Strains and thrills of immigrant life
Life has had its pitfalls and Himalayan peaks for Rukhsana Hasib, now an expatriate entrepreneur in the US. She is in Dhaka now after 36 years, with the NRB cultural group. Rukhsana's life, since her college days to now as an active member of a cultural group in the US has had tragic moments as well as fun-filled exciting ones.
She was selected as a newscaster for TV before the Liberation War. Rukhsana says, on one occasion in 1969 -- when she was a student of Holy Cross College, she was overwhelmed and not in a mood at the outset for her duty as an announcer for TV. “It was late at night, and I was tired,” says Rukhsana. However, the programme manager, Mustafa Monowar, gave her a “7-Up” and a “roshogolla” and she overcame her stage fright in a jiffy. This for Rukshana remains a memorable moment. In her four years in TV, her experiences had always been full of laughter and sunshine. “The TV station in Dhaka at that time was like a family.”
Much later on in life, says Rukhsana, the birth of her two sons were naturally moments of absolute contentment and supreme satisfaction -- as childbirth is for most mothers.
As she went about her early years in the US, Rukhsana speaks of how she had to divide her limited resources between buying books for her education as an MBA student, and providing necessary nourishment, specially in the cold weather, when the snow and sleet overwhelmed her.
“I've been in Rutgers University in New Jersey, and went to work for City Bank, NA, the second largest bank in the world. Then I went into business and was also the Commissioner for Asian American Affairs in Philadelphia. Along with my profession I continued my interests in the cultural field, becoming the president -- for two terms -- of the Bangladesh Cultural Association in Pennsylvania, where I now live. I've been associated with them for 20 years,” says Rukhsana.
Rukhsana goes on to recount how, as a young international student, she had the choice of either buying a can of cheese and macaroni or a book, with only 88 cents in her pocket. “I opted for the can,” she says amidst merry chortles. “Like every immigrant in the US I struggled in the early '70s,” says Rukhsana.
The recent publication of her book -- a fiction -- also brings her a tremendous sense of achievement and gave her an ego boost, as Rukhsana indicates.
Life had its slings and arrows too. Thus, Rukhsana says that when her father, Major Hasib, was shot to death during the Liberation War by a firing squad and her sisters and mother kept in prison, she was naturally devastated.
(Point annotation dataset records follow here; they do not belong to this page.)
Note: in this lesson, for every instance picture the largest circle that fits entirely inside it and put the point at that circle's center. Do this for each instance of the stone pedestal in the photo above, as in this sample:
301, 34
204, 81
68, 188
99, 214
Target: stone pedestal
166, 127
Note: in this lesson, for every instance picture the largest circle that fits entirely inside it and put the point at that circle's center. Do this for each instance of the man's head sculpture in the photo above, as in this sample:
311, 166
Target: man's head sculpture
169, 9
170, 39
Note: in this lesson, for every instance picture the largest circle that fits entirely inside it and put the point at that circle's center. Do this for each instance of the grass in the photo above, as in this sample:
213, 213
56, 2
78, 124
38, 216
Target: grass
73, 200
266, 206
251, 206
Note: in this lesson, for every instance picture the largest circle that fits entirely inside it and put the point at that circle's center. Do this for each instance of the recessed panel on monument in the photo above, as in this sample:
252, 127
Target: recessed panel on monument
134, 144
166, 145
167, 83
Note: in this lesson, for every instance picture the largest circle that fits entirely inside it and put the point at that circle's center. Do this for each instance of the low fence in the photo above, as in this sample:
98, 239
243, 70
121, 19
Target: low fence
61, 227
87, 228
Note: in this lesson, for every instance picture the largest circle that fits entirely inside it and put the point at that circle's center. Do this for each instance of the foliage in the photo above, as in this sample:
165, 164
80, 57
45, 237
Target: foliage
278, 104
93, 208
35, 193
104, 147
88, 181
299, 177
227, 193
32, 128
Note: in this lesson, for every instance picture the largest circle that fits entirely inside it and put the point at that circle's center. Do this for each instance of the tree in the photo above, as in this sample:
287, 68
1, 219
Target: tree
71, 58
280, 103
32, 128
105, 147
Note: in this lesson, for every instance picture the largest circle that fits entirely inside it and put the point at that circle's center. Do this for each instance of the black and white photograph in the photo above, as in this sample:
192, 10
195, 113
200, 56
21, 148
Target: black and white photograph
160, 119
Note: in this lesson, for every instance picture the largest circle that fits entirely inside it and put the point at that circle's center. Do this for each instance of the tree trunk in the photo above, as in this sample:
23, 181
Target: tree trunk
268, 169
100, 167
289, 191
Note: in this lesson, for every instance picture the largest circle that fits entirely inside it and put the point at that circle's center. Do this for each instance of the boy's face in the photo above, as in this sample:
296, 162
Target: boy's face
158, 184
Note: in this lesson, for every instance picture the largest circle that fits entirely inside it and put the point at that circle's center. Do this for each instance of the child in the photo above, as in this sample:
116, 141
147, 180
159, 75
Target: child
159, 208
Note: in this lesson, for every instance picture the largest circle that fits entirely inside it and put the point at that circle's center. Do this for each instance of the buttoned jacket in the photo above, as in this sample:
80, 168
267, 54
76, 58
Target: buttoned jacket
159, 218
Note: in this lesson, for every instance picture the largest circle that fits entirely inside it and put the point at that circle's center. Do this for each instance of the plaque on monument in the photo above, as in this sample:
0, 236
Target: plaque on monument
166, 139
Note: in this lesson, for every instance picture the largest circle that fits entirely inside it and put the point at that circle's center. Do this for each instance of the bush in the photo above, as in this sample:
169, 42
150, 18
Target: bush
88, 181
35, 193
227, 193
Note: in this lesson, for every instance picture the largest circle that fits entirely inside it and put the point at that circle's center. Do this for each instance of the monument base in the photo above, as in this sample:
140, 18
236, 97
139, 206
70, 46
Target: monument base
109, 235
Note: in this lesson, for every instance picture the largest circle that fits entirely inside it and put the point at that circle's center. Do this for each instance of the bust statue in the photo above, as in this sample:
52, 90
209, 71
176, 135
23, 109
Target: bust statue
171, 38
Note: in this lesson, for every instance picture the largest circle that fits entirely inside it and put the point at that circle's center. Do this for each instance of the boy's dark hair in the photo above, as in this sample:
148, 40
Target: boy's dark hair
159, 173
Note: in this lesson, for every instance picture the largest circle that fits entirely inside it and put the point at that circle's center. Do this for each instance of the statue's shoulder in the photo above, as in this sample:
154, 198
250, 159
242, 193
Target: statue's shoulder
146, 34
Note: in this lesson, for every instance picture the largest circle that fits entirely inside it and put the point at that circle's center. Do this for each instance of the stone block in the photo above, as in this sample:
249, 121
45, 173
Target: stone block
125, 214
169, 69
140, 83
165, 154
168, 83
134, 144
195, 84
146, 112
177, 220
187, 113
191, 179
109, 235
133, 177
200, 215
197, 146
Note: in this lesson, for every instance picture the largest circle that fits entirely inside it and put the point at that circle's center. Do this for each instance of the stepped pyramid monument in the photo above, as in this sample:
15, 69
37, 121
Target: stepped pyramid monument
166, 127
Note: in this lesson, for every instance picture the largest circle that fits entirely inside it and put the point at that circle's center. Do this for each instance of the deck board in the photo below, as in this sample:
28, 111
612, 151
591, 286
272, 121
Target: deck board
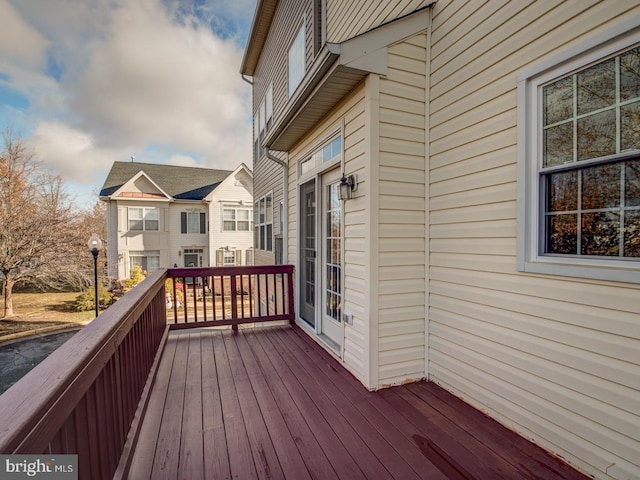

Rukhsana, who was then newly married, was in a flood of tears, as well as in a state of jolting shock. It was her job as an English newscaster on TV, Rukhsana says, that saved her from a similar fate of savage brutality and thoughtless torture. “I and my husband left for US as a consequence,” with ten dollars in her pocket, says Rukhsana.
Today, she says that the young immigrants are “more aware of their cultural heritage in the field of drama, recitation, music, dancing and what you will.” As they are far from home, they appear not to take Bangladeshi cultural life for granted, as some of their blasé counterparts are in Dhaka, Rukhsana comments, without hesitation.